A family history of osteoporosis has been reported to be more common in women with PAO than healthy controls [7], and in our series, almost one third reported having a family history of osteoporosis. Some patients who present with features of PAO carry pathogenic mutations in the COL1A1, COL1A2 and LRP5 genes [26]. In keeping with this, Hardcastle et al. [5] and Smith et al. [2] each identified one patient who presented with PAO as the first manifestation of osteogenesis imperfecta. We did not conduct genetic analysis as part of the present study, but we are planning to do so in the future.

Four patients in our series had complicated pregnancies, two with hyperemesis gravidarum.
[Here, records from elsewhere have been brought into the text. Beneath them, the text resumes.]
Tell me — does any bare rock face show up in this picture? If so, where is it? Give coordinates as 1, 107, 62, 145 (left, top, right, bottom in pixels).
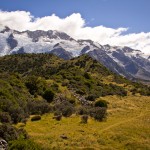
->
0, 27, 150, 81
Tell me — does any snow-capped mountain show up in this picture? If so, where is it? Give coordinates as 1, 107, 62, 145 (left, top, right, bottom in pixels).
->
0, 27, 150, 80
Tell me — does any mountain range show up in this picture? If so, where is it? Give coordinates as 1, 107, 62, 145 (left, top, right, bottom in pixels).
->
0, 27, 150, 81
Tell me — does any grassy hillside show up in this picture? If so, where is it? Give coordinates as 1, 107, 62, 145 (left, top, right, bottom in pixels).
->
25, 96, 150, 150
0, 54, 150, 149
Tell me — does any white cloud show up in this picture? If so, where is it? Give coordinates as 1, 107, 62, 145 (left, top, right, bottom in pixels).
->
0, 11, 150, 54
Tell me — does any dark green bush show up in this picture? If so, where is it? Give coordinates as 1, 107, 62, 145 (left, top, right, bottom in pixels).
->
54, 101, 74, 117
0, 112, 11, 123
0, 124, 19, 142
9, 140, 42, 150
31, 115, 41, 121
81, 115, 88, 123
43, 89, 55, 103
89, 107, 107, 121
94, 100, 108, 108
27, 100, 52, 115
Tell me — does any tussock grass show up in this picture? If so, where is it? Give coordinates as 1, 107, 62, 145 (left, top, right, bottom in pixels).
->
25, 96, 150, 150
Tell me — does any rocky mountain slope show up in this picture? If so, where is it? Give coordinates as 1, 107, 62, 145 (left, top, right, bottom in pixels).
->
0, 27, 150, 80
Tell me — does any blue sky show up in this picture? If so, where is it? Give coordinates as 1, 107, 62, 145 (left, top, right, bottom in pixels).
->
0, 0, 150, 55
0, 0, 150, 32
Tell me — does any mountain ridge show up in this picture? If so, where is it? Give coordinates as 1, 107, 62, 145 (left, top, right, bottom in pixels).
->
0, 27, 150, 80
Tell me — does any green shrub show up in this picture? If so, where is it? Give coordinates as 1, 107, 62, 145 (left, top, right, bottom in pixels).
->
9, 140, 42, 150
89, 107, 107, 121
0, 124, 19, 142
81, 115, 88, 123
94, 100, 108, 108
54, 101, 74, 117
43, 89, 55, 103
31, 115, 41, 121
0, 112, 11, 123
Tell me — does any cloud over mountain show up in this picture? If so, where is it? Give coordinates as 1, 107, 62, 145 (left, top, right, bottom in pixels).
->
0, 11, 150, 54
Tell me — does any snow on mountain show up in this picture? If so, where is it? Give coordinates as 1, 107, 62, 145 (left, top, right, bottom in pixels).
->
0, 26, 150, 80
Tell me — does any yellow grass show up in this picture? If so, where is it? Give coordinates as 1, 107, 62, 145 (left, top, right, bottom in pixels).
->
25, 96, 150, 150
In this regard, Hadji et al. found a higher prevalence of coagulation disorders, congenital malformations and pregnancy-related disorders in cases of PAO than controls [6]; however, a recent study did not find an association between hyperemesis gravidarum and osteoporosis [29].

As in previous studies [9, 30, 31], various bone-targeted treatments were given including calcium and vitamin D supplements, bisphosphonates and teriparatide. In most cases, BMD increased between the time of the original diagnosis and follow-up, but there was no significant difference in response between treatment types. It should be acknowledged that we cannot make any firm conclusions about relative efficacy of these agents since the treatment was not randomly allocated, and the numbers were small. Furthermore, the improvements observed could be due in part, to the known recovery of BMD after PAO even without bone targeted treatment [32]. The efficacy of different treatments for PAO remains a subject of debate. In one cases series, teriparatide was found to be superior to calcium and vitamin D supplements [30, 31], whereas a systematic review by Hong and Rhee reported that teriparatide and bisphosphonates were associated with similar increases in BMD in PAO and were superior to no active treatment [33].
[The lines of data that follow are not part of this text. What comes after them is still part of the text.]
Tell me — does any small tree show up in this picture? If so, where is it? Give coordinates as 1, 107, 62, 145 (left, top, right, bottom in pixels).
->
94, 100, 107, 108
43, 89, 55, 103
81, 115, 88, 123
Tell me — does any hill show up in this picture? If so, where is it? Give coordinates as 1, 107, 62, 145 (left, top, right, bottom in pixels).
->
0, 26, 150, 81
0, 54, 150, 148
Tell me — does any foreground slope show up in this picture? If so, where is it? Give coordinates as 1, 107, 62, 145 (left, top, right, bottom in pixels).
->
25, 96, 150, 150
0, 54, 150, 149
It has been reported that almost a quarter of patients with PAO will experience a subsequent fracture, and that this risk correlates with the number of fractures a patient has at diagnosis [21]. However, this was not observed in the present series where only one patient had a further fracture, and this did not occur in the context of a further pregnancy.

The high proportion of individuals with a family history of osteoporosis raises the possibility that genetic factors may play a pathogenic role as has been suspected previously [26], but it should be acknowledged that shared environmental risk factors could also contribute to the finding of a positive family history of osteoporosis in these women.

In conclusion, this case series represents a significant addition to the literature on PAO. It represents one of the largest case series published to date with details of clinical and pharmacological risk factors, mode of presentation and response to treatment. Additionally, it is the only report we are aware of in which an evidence-based estimate of the true incidence and prevalence of PAO has been provided.